Rein praktisch zeigt sich das auch daran, dass die politischen Handlungsspielräume immer kleiner werden. Fast war ich schon versucht, unserer Angela Merkel zu wünschen, dass sie die Scherereien der krisenhaften Entwicklung jetzt auch auslöffeln muss und sich nicht nach einer anscheinend gelungenen Politik mit Ehren überhäuft zurückziehen kann. Nachdem ich erfahren habe, dass die neue Große Koalition ihre Wahlversprechen durch eine enorm hohe Schuldenaufnahme erfüllen will, beginne ich zu fürchten, dass es ihr gelingt, damit noch durch die nächsten 4 Jahre (oder bis zu vorgezogenen Neuwahlen) durchzukommen und den ganzen Schlamassel dann wieder an rosa-rote Krisenverwalter und Buh-Leute abzugeben. Vorher werden schnell noch einige „Schalter“ umgelegt: die auf starre Grundlastversorgung orientierte Energiepolitik blockiert den weiteren Ausbau der Erneuerbaren und mit dem Ende von Hartz IV werden noch brutalere Erpressungsmechanismen für die Ärmsten installiert.

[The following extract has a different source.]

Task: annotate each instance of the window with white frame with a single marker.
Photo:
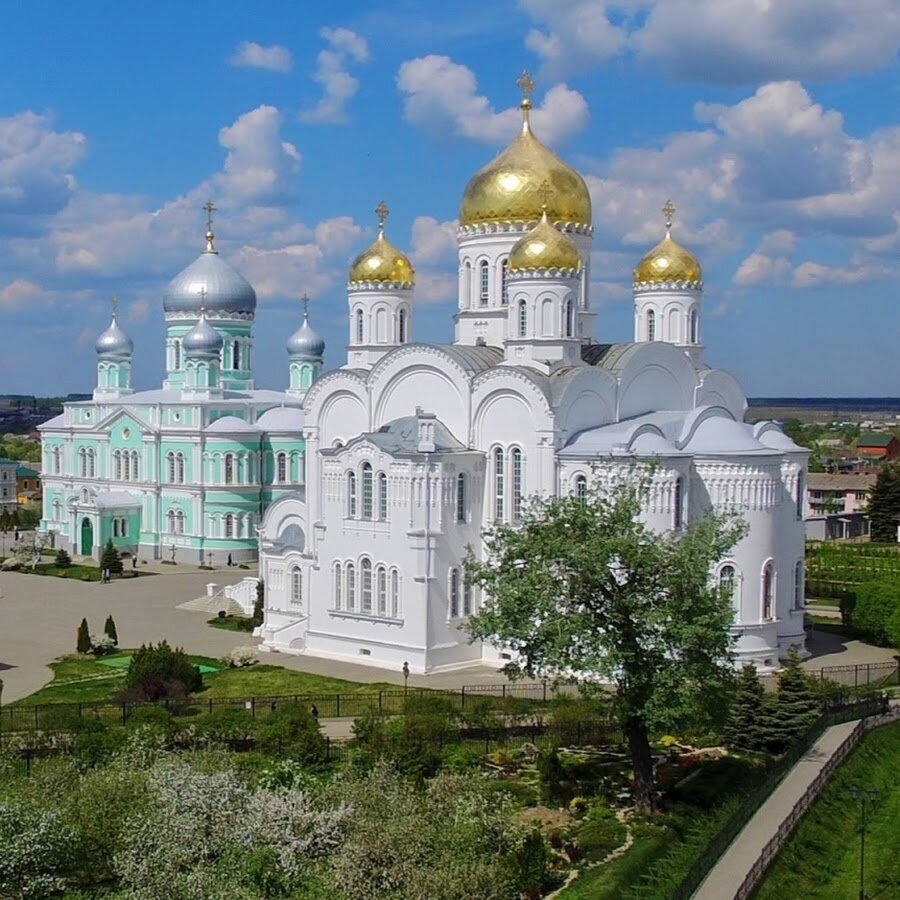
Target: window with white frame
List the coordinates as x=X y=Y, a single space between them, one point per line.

Mal sehen, wie lange die Regierenden und die Regierten noch so tun, als würden sie daran glauben, dass die gegenwärtige Krise des Kapitalismus durch einen neuen „Aufschwung“ beendet werden kann und dann wieder das „normale Leben“ beginnt. Einen „Kapitalismus mit menschlichem Antlitz“ hat es für viele Menschen lediglich in vielleicht zwei Jahrzehnten des 20. Jahrhunderts in einigen privilegierten Regionen und für einige privilegierte Klassen und Schichten gegeben. Jedoch ist es dieses schöne Bild, das immer wieder alle Hoffnungen speist – Hoffnungen, die für die Elenden dieser Erde, deren Ressourcen im Zuge der Globalisierung ersatzlos vernutzt werden, bereits so sehr zusammen brechen, dass in vielen Regionen keine politische Stabilität mehr zu erreichen ist. Hoffnungen, die am weltweit zunehmenden Hunger zerbrechen und die durch die beginnenden Kämpfe um die Ressourcen im ausgehenden Ölzeitalter konterkariert werden. Auch bei uns werden diese Hoffnungen immer brüchiger. Um nicht psychisch ganz kaputt zu gehen, tun wir meistens noch so, als würde uns wenigstens eine Zusatzversicherung vor Altersarmut schützen. Die bürgerliche Demokratie jedoch hat an Glaubwürdigkeit bereits stark verloren, wie die geringe Wahlbeteiligung zeigt. Mit der vervielfachten Staatsverschuldung und nach den Privatisierungen wichtiger Bereiche bleibt auch kaum noch Spielraum. Die Politik, von der man lange die Illusion haben konnte, sie sei unbeeinflusst oder sogar ein Regulator für die Auswüchse der kapitalistischen Wirtschaft, zeigt sich immer stärker als fundamentale Basis für die Interessen des Kapitals. Dadurch wird sie immer mehr an Anerkennung und Legitimierung verlieren.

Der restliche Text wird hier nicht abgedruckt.